"Sono dannose le scatole cinesi, non At&t"

Morando: "Ma quale italianità da difendere? Pensiamo piuttosto ai piccoli azionisti inermi di fronte ai patti di sindacato"

"Sono dannose le scatole cinesi, non At&t"

Roma - Enrico Morando, presidente diessino della commissione Bilancio del Senato, non condivide la preoccupazione espressa da altri esponenti del suo partito per l’ingresso dell’At&t e di America Movil in Olimpia; e, quindi, in Telecom.
«E perché dovrei essere preoccupato? In fin dei conti ci troviamo davanti ad un’operazione analoga a quella che portò Tronchetti a controllare Telecom. All’epoca nessuno si pose il problema di come Pirelli, attraverso lo strumento delle scatole cinesi, arrivò a controllare Telecom, senza ricorrere a un’Opa. E chi di “non Opa ferisce...”».
Prego, finisca la frase...
«Insomma, qui si finisce di dimenticare che la grande anomalia italiana è data da quell’originale eufemismo che è il “capitalismo di relazione”. Le società vengono controllate da patti di sindacato. Ne consegue che non c’è alcuna tutela degli azionisti di minoranza. Basta scalare una scatola cinese e il gioco è fatto. Tutto il contrario della trasparenza garantita dal meccanismo delle Opa: meccanismo che tutela tutti, azionisti di maggioranza; ma soprattutto di minoranza».
Paradosso per paradosso, anche l’operazione At&t è figlia di questo «capitalismo di relazione». Nella maggioranza e nell’opposizione si lamenta che, in questo modo, verrebbe meno l’italianità dell’azienda...
«Ma quale italianità! L’italianità di un’azienda non è un valore da difendere in sé. L’operazione presenta le stesse lacune che portarono Tronchetti al controllo di Telecom. Qui non si parla di chi controlla, ma di come arriva al controllo di un’azienda. È questo il problema che abbiamo davanti. Eppoi, fino a un po’ di anni fa, la nostra era un’economia domestica, locale. Le nostre imprese non erano aperte all’esterno. Ora, invece, ci siamo aperti. E non è un caso che arrivino gli americani e i messicani. Arrivano perché le nostre imprese sono gestite da questo meccanismo delle scatole cinesi. Un meccanismo che manifesta l’estrema debolezza del nostro capitalismo, e i colossi internazionali ne approfittano. Si parla tanto della rete Telecom e di una sua separazione sul modello inglese. Ma se in Gran Bretagna si racconta che le aziende sono controllate con i Patti di sindacato, chiamano il 118».
A dir la verità c’erano, e forse ci sono ancora, anche gruppi finanziari italiani interessati a sfruttare quella che lei definisce la debolezza del nostro capitalismo, le scatole cinesi.
«Certo che ci sono banche e istituti finanziari pronti a sfruttare la situazione. E quello delle banche è un caso paradossale. Nel patto di sindacato di Telecom ci sono alcune banche che, oggi, potrebbero far parte di cordate destinate ad acquistare le azioni di Olimpia. Cioè della scatola cinese che controlla Telecom. Insomma, sono nella doppia posizione di acquirenti e venditori. Quale ruolo adotteranno?».
Crede che l’At&t sia stata affiancata dall’amministrazione americana nell’operazione Telecom?
«Non so se l’At&t sia stata affiancata dall’amministrazione Usa nell’operazione Telecom. Comunque, non me ne stupirei. Credo sia naturale che un governo affianchi una propria impresa impegnata in una grande acquisizione internazionale.

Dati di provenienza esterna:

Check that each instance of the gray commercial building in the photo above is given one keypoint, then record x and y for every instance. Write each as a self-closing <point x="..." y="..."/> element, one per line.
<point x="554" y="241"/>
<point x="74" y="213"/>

Penso che formule di affiancamento ci siano state anche da parte del nostro governo nei confronti dell’Enel e dell’Eni in Russia. E ritengo che l’operazione dell’Enel in Spagna non sia stata proprio indifferente a Prodi. Quindi, perché scandalizzarsi se l’amministrazione Usa ha affiancato, o affianca, l’At&t?».